Kalkulation der Lieferanten: 2. Die mehrstufige Divisionskalkulation

Sie stellt eine Verfeinerung der einstufigen Divisionskalkulation da. Es werden bestimmte Kosten, die der einzelnen Leistung direkt zurechenbar sind, nicht in die Division einbezogen (z. B. Materialeinsatz, Fremdleistungen, spezieller Maschineneinsatz, ...). Charakteristisch für die mehrstufige Divisionskalkulation ist, dass auch die Verwaltungs- und Vertriebskosten gesondert erfasst werden. Eine Trennung der Kostenbereiche ist bei einer mehrstufigen Produktion immer sinnvoll, da jeder Fertigungsschritt unterschiedliche Kosten verursacht.

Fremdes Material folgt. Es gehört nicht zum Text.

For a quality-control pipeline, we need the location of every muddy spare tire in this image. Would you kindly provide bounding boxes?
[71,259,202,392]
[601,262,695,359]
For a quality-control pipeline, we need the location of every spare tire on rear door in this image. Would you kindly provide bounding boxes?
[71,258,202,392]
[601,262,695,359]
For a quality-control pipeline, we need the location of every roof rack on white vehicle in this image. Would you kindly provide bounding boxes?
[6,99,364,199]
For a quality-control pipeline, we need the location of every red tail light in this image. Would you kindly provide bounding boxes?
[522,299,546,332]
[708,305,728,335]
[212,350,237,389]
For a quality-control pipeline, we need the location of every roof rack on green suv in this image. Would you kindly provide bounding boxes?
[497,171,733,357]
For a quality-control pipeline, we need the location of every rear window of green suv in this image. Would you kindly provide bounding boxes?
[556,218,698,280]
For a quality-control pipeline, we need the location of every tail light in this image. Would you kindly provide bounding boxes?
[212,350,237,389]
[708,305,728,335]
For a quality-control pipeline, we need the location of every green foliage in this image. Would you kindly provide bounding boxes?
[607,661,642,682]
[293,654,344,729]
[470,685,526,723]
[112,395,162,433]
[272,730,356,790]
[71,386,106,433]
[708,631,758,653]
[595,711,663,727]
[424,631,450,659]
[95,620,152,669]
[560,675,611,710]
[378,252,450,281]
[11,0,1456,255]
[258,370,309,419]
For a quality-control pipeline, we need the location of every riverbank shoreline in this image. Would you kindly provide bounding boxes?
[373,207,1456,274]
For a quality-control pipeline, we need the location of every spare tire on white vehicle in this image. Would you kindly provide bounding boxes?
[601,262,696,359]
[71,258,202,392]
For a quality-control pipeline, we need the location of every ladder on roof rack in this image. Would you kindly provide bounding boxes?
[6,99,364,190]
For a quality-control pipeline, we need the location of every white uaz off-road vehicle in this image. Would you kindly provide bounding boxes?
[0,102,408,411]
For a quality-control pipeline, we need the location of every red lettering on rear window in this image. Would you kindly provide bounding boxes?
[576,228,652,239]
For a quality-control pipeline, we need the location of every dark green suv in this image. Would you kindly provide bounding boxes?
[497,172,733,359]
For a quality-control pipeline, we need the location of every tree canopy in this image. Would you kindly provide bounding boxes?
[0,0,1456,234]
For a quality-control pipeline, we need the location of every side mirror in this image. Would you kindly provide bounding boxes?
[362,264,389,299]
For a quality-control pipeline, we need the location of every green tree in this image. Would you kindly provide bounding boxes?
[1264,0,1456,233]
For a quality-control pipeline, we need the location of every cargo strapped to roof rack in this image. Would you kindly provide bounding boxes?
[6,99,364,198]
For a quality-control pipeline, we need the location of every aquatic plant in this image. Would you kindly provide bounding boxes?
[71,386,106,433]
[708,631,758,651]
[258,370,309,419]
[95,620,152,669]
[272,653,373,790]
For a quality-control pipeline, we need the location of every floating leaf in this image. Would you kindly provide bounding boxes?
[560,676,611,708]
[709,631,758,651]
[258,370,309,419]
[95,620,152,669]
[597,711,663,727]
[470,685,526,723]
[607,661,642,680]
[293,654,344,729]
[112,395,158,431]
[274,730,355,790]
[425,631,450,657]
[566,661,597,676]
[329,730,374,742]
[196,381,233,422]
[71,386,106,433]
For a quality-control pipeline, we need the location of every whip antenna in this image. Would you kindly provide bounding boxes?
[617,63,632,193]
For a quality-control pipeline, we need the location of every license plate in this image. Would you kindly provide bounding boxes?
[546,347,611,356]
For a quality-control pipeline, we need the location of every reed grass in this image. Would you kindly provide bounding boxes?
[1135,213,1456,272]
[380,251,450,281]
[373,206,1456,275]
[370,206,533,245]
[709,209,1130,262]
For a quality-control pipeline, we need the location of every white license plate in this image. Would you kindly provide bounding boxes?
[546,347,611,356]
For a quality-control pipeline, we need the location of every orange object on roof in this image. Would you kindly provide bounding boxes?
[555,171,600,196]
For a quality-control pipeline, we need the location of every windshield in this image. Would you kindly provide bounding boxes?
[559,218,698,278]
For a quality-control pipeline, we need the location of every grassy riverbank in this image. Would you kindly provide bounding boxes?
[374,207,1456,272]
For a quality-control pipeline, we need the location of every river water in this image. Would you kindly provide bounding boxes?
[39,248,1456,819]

Einstandskosten + (Fertigungskosten Halbfabrikate : Menge Halbfertigfabrikate) + (FK Weiterveredelung : Menge Weiterveredelung) + (FK Endmontage : Menge Endmontage) + (Verwaltungs- und Vertriebskosten : verkaufte Menge) = Angebotspreis

Kalkulationsbeispiel:

Material-Einstandskosten pro Stück = 6,47 €

Halbfertigfabrikate: 2.670 Stück mit 25.960 € Fertigungskosten

Weiterveredelung: 2.600 Stück mit 8.324 € Fertigungskosten

Endontage: 2.580 Stück mit 12.730 € Fertigungskosten

verkaufte Menge: 2.580 Stück mit 5.822 €

Verwaltungs- und Vertriebskosten € 6,47 + (25.960 : 2670) + (8.324 : 2600) + (12.730 : 2580) + (5.822 : 2580) = 26,58 € pro Stück

 

Die Divisionskalkulation aus Einkäufersicht

Da bei diesem Kalkulationsverfahren nur eine geringe Fertigungstiefe bestehen darf, um die pauschale Zuordnung der Kosten vornehmen zu können, wird die Divisionskalkulation von Firmen aus den folgenden Bereichen angewendet:

  • Dienstleister
  • Handwerksbetriebe
  • Massenfertiger im Kunststoff und Metallbereich etc.
  • Raffinerien
  • Brauereien und Getränkehersteller
  • Lebensmittelhersteller
  • Gießereien
  • Mühlenbetriebe
  • Energiewirtschaft

Diese Berechnungsweise kann auch in einzelnen Kostenstellen oder Fertigungsbereichen verwendet werden. Voraussetzung: Die Kosten können ausreichend genau zugeordnet werden.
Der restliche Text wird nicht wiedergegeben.